その行動は監視カメラによって記録されていた。各カメラの記録を継ぎ合わせて行動が明らかになった。工具の持ち出し、階段を上る姿、手こずりながら鎖を切っている様子。扉を開けた時に警報が作動したが、先生と事務員が駆けつけたときには間にあわなかった。
「学校、休みだし、遊びに行かないの?」
椅子を回すと、ベッドに座っていた。
「あんなことあったのに出かけてなんかいられるか」
自主学習のプリントはもうほとんど埋まっている。昼前だった。することはしたので遊んでもいいが、そうする気にはなれなかった。
「案外まじめなんだな。突き飛ばされたのに」
にらみつける。
「おまえ、まさか」
「ありえない。学校じゃずっとそばにいただろ。ちょっとの間も離れてない」
たしかにその通りだった。そもそもあの休み時間は話をしていた。
「でも、お手玉してたんだろ」
そういうと下を向いた。
「それは分かんない。夢に見たものになにか起きるのはたしかにそう。けど、ほんとにちがうって!」
「おまえだっていってない」
「じゃ、だれ?」
「うしろ姿だけの奴。あんなことを無理やりさせたんじゃないか。脅すか、だますかして」
「あいつは夢だし」
「おまえだってただの想像だし。イマジナリーってそういう意味だよ」
姿勢をくずし、寝っ転がってしまった。目を合わせているのが怖いからそうしたという気がした。

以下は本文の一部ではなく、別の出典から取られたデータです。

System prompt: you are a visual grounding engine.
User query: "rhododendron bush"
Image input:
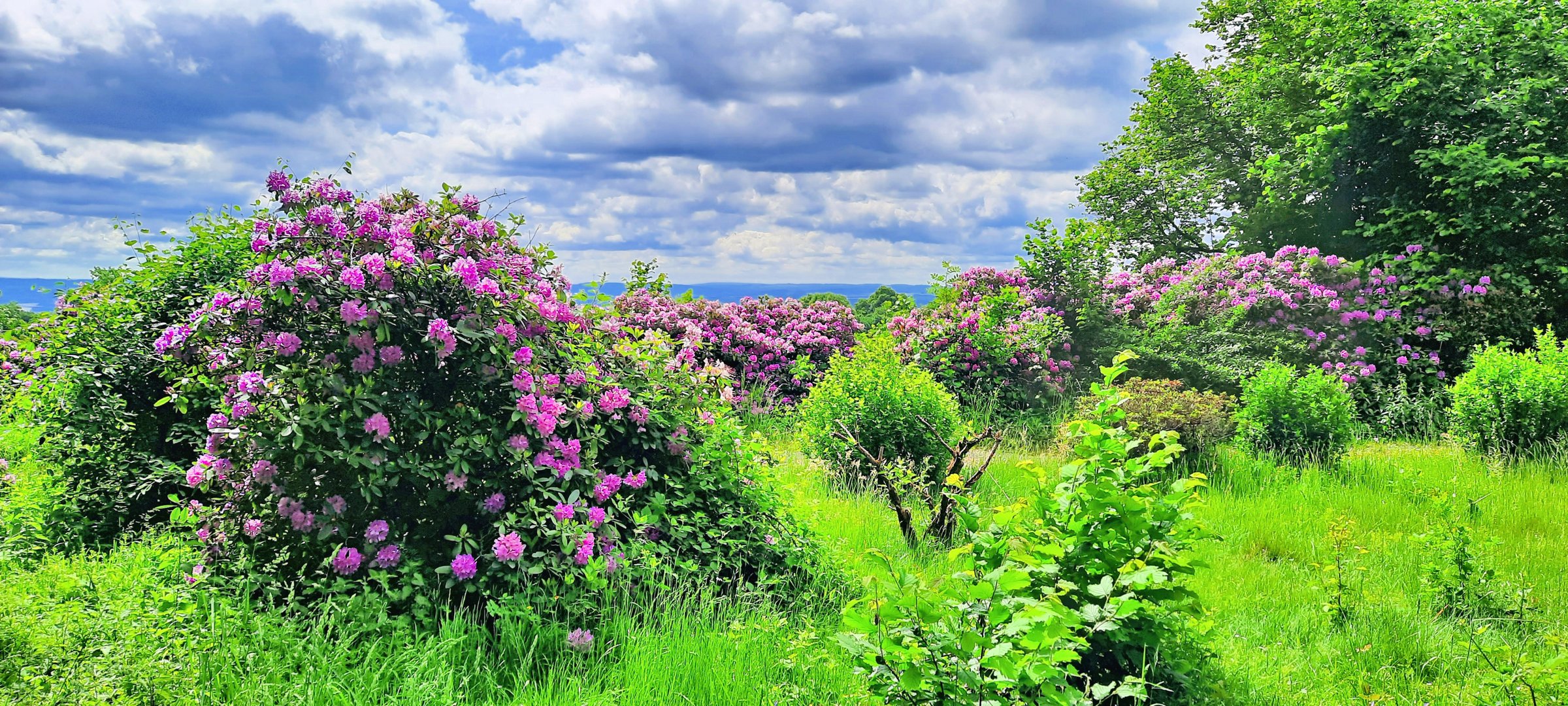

「想像が見た夢に現れた奴がなにかしたってことは結局はおまえじゃないか」
またいった。ふてくされたような口調だが、もっともだった。続けて話す。
「だいたい、考えすぎなんだよ。もうやめよう。じっとして放っておけばいい。大人にまかせておけばいいだろ」
首を振った。もうそうはいかない。
「ちゃんと始末する。フレンドって友達っていうことだけど」
「じゃあもう終わり?」
寝たままこっちを向いた。
その目から涙がこぼれ、ぬぐおうともせずに閉じた。
そばに寄って首を絞める。手に感触がなくなるまで続けた。
もうベッドの上には何もなかった。
母さんの声がする。昼ができたと呼んでいる。
なにごともなかったんだ。そういう態度で部屋を出た。